The timeless fairy tale comes to life as Cinderella (Ilene Woods), with the aid of her Fairy Godmother (Verna Felton) and a gaggle of friendly mice led by Jaq and Gus (both voiced by Jimmy MacDonald), discovers a way to stand up to her wicked stepmother (Eleanor Audley) and two selfish stepsisters Anastasia (Lucille Bliss) and Drizella (Rhoda Williams) earning the love of the handsome Prince (Williams Phipps) in the process, with only a lost glass slipper standing between her and her royal destiny.
Disney’s 1950 animated classic Cinderella may not be the best of the studio’s fairy tale princess offerings, but it is still easily one of its most richly entertaining. Devoid of cynicism, free from anything remotely hard-hearted or emotionally callous, the movie is soaring testament to the power of the human spirit. Our heroine princess learns to be her own woman, free from the shackles (quite literal ones, in a way) of those who wish to control her for their own nefarious means. It is a movie about hope, freedom and sacrifice, true love only attainable when we take matters into our own hands and attempt to live our lives for the betterment, of not just ourselves, but for others as well.
A case can be made that the movie focuses more on the colorful supporting players than it does on Cinderella herself, long vignettes focusing on the misadventures of Jaq and Gus and their continuing run-ins with the family cat Lucifer. Those who make those claims certainly have a point, and as Disney princesses go this one is certainly the most nondescript in more ways than one. At the same time, her story and journey is a proud one, a saga that children of all-ages can find numerous things to note of. The morals imparted are wondrous ones, adages everyone everywhere can learn from. It is a movie whose story is as sweetly straight-forward as it is important, and it’s easy to see as fairy tales go this one has been one of the most long-lasting and endearing.

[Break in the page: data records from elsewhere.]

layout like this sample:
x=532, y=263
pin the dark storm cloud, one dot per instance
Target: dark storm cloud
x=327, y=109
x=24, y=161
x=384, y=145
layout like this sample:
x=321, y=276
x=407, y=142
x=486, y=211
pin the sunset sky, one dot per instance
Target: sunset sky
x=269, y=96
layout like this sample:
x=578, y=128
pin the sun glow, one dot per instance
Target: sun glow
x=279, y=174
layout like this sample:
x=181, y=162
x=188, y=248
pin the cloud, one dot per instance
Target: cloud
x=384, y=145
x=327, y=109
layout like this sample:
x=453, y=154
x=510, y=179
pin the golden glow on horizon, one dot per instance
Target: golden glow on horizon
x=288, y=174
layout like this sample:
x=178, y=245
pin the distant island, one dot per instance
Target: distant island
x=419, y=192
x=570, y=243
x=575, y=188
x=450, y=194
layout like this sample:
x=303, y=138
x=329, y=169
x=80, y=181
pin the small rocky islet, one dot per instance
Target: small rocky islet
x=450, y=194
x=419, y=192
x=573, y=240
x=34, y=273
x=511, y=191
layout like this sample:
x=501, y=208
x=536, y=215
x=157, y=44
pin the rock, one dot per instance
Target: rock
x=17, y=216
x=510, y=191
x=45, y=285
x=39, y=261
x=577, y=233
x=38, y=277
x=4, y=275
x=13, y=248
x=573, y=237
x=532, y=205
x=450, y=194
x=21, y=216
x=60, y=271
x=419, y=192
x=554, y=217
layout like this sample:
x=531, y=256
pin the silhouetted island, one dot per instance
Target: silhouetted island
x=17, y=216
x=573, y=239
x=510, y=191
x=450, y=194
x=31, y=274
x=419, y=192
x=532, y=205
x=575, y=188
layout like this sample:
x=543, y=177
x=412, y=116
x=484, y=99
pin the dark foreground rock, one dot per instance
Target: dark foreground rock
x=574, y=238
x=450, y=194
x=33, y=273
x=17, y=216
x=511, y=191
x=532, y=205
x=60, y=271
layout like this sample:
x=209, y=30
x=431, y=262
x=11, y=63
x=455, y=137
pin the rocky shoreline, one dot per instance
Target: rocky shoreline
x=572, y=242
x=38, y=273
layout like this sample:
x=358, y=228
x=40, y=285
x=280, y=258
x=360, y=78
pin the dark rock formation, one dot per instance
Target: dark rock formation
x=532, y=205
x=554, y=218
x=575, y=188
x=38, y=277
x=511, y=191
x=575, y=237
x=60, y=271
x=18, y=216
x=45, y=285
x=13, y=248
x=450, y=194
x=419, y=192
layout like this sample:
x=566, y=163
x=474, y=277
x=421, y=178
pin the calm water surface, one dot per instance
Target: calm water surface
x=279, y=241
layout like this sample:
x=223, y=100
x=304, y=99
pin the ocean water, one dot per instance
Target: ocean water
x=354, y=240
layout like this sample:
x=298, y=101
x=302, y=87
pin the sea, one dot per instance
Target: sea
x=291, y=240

Historically, Cinderella helped save the animation department at Disney, its success allowing Walt to proceed with future productions that would help shape and define the studio for over a half-century. But as important as that fact is, it wouldn’t mean a darn thing if the movie itself wasn’t still such a divine treasure trove of entertainment bliss that only seems to get better as the decades pass on by. It continues to be a classic in every sense of the word, the magic it produces every bit as wondrous today as it ever was when originally released back in 1950.
Cinderella is presented on a dual-layer 50GB Blu-ray MPEG-4 AVC Video with a 1.33:1/1080p transfer and can be viewed with black bars on the side of the screen or in the studio’s patented “DisneyView” Mode, illustrator Cristy Maltese filling in the sides with exquisite hand-drawn artwork augmenting the film itself.
The restoration is up to Disney’s typical high standards where it comes to their animated offerings (Fox and the Hound notwithstanding), and as such it blows the mind just how beautiful this presentation of the timeless classic is. Colors are rich and bountiful, black levels richly consistent and animated textures leap off the screen. As has been the case with virtually every Blu-ray released by the studio, this is another handsome presentation of one of their hand-drawn treasures deserving of applause.
This Blu-ray features an English DTS-HD Master Audio 7.1 soundtrack along with the original English Mono track (as well as French and Spanish Dolby Digital 5.1 options) and comes with optional English SDH, French and Spanish subtitles. The restored soundtrack is fantastic, but so is the original Mono, both showcasing the film’s subtle sonic intricacies quite spectacularly.
Extras here include:
· Introduction by Daisy Disney Miller
· Deleted Scenes
· Alternate Opening Sequence
· Backstage Disney: Diamond Edition
i. The Real Fairy Godmother
ii. Behind the Magic: A New Disney Princess
iii. The Magic of a Glass Slipper
· Tangled Ever After Short Film
Along with those aforementioned extras, the Blu-ray also comes with all of the classic Backstage Disney Features and classic Backstage Music & More offerings, “Bibbidi-Bobbidi-You” as well as other all-ages delights sure to keep everyone in the family entertained and intrigued.
As for the new stuff, the Daisy Disney Miller intro is short and to the point and, if anything, could have been longer. There are three deleted scenes running right about ten minutes, presented in storyboard fashion as they were excised long before the final animation process had begun. The alternate opening sequence is also presented through storyboards complete with new vocal work that, if I’m being honest, is kind of terrible even if the scene itself is relatively interesting.
The three new Backstage Disney featurettes run right around 30 minutes if all played together and all of them, especially, and surprisingly, the mostly animated Christian Louboutin centric “The Magic of the Glass Slipper” which I found positively enchanting. As for Tangled Ever After, what’s there to say? It’s terrific, borderline outstanding, even, the inclusion of it giving the Blu-ray a rather nice balance between past and present (hand-drawn and CGI) that’s impossible to resist.
Disney’s Cinderella is Bibbidi-Bobbidi-beautiful on Blu-ray. My highest recommendation.